3.容量フラスコによる標準溶液の調製
概要・一般的注意
動画は容量分析実験:ヨードメトリーにおけるヨウ素酸カリウム(KIO3)標準溶液の調製を例にとって,容量フラスコ(メスフラスコ)の使い方を説明している.
容量フラスコは,正確に定められた濃度の溶液を調製するときに用いる.
容量フラスコの容量とは標線まで液体を満たしたとき,その中にある液体の容量である.
固体試料から溶液を調製するときは,フラスコ内で溶解するのではなく,あらかじめ別の容器で溶解してから容量フラスコに移す.
試料と溶媒が混ざる際に体積変化が起こることがあるため,一度に標線の近くまで希釈すると体積が不正確になるおそれがある.
液面を標線に合わせた後,溶液全体を撹拌するときは左右に振るだけではよく混ざらない.転倒を繰り返してよく振り混ぜる.
容量フラスコもピペット,ビュレットと同じく加熱乾燥してはいけない.水溶液を作るときは水で希釈するので,はじめ水で濡れていても問題はない.蒸留水で洗って,乾燥させることなくそのまま用いる.
容量フラスコをブラシ等でこすって洗浄すると内側が傷つき,体積が変化するおそれがある.溶媒を入れて十分振り混ぜ,それを捨てる操作を繰り返して洗浄する.
容量フラスコ(メスフラスコ)の洗浄法は「測容器具の共洗い」を参照のこと.
固体試薬からの標準溶液の調製
正確に測り取った試料の入ったビーカーに,蒸留水を適量加える.
撹拌棒で撹拌して,試料を完全に溶かす.
撹拌棒に沿わせながら,あるいは漏斗を用いて,ビーカー内の液をすべてフラスコに移す.

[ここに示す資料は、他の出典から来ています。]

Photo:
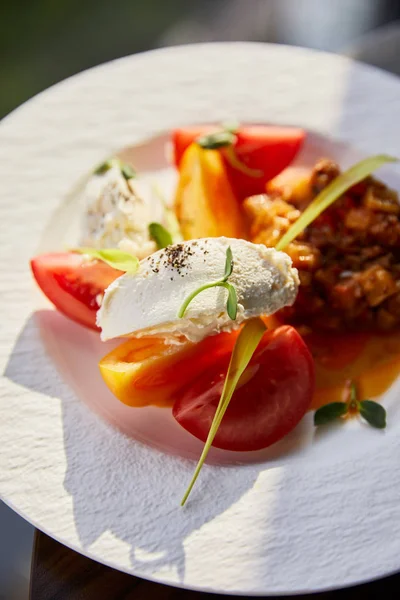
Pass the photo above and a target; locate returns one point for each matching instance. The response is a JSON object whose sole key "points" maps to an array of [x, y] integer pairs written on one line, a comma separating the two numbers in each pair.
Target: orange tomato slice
{"points": [[150, 371], [205, 204]]}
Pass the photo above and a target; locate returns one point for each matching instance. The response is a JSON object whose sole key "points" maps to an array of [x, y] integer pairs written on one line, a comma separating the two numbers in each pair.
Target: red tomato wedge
{"points": [[267, 149], [273, 395], [73, 284]]}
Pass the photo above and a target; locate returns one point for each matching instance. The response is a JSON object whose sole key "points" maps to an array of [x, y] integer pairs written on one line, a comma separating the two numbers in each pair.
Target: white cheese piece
{"points": [[148, 302], [118, 213]]}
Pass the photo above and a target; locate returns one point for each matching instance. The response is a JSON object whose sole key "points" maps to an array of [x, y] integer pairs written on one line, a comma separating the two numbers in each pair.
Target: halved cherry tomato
{"points": [[151, 371], [265, 148], [73, 284], [274, 393]]}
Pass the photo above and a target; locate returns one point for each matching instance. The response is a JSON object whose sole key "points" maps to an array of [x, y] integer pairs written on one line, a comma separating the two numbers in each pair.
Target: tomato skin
{"points": [[275, 392], [72, 283], [265, 148]]}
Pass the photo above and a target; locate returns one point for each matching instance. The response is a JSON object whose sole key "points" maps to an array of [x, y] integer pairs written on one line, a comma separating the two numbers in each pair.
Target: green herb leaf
{"points": [[219, 139], [373, 413], [245, 346], [122, 261], [104, 167], [228, 264], [160, 235], [236, 163], [332, 192], [231, 305], [231, 126], [329, 413], [127, 171], [170, 217]]}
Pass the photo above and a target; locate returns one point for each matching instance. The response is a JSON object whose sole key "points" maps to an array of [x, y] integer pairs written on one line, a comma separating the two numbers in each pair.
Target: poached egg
{"points": [[148, 301]]}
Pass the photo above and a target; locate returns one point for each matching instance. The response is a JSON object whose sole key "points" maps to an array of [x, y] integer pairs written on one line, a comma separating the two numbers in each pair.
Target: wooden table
{"points": [[61, 574]]}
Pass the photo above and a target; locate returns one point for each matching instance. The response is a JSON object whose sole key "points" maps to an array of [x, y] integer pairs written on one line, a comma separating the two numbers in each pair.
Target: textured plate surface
{"points": [[325, 520]]}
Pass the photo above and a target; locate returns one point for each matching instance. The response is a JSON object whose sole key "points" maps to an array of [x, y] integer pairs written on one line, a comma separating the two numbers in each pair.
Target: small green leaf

ビーカーと撹拌棒に付着した試料をフラスコに移すために,洗浄瓶で少量の蒸留水を吹き付け,洗液をフラスコに移す.同じ操作を2,3回繰り返す.
フラスコを回すように軽く揺すり,溶液を均一にする.
少しずつ蒸留水を加えては撹拌する操作を繰り返し,標線の少し下まで蒸留水を加える.
液面を標線に合わせるときは,目の高さを標線に合わせて,スポイトで蒸留水を一滴ずつ加え,標線が液面の湾部に接するところに合わせる.
蓋を閉め,指でしっかりと押さえて,フラスコを上下逆さに10回ほど転倒させて,十分に振り混ぜる.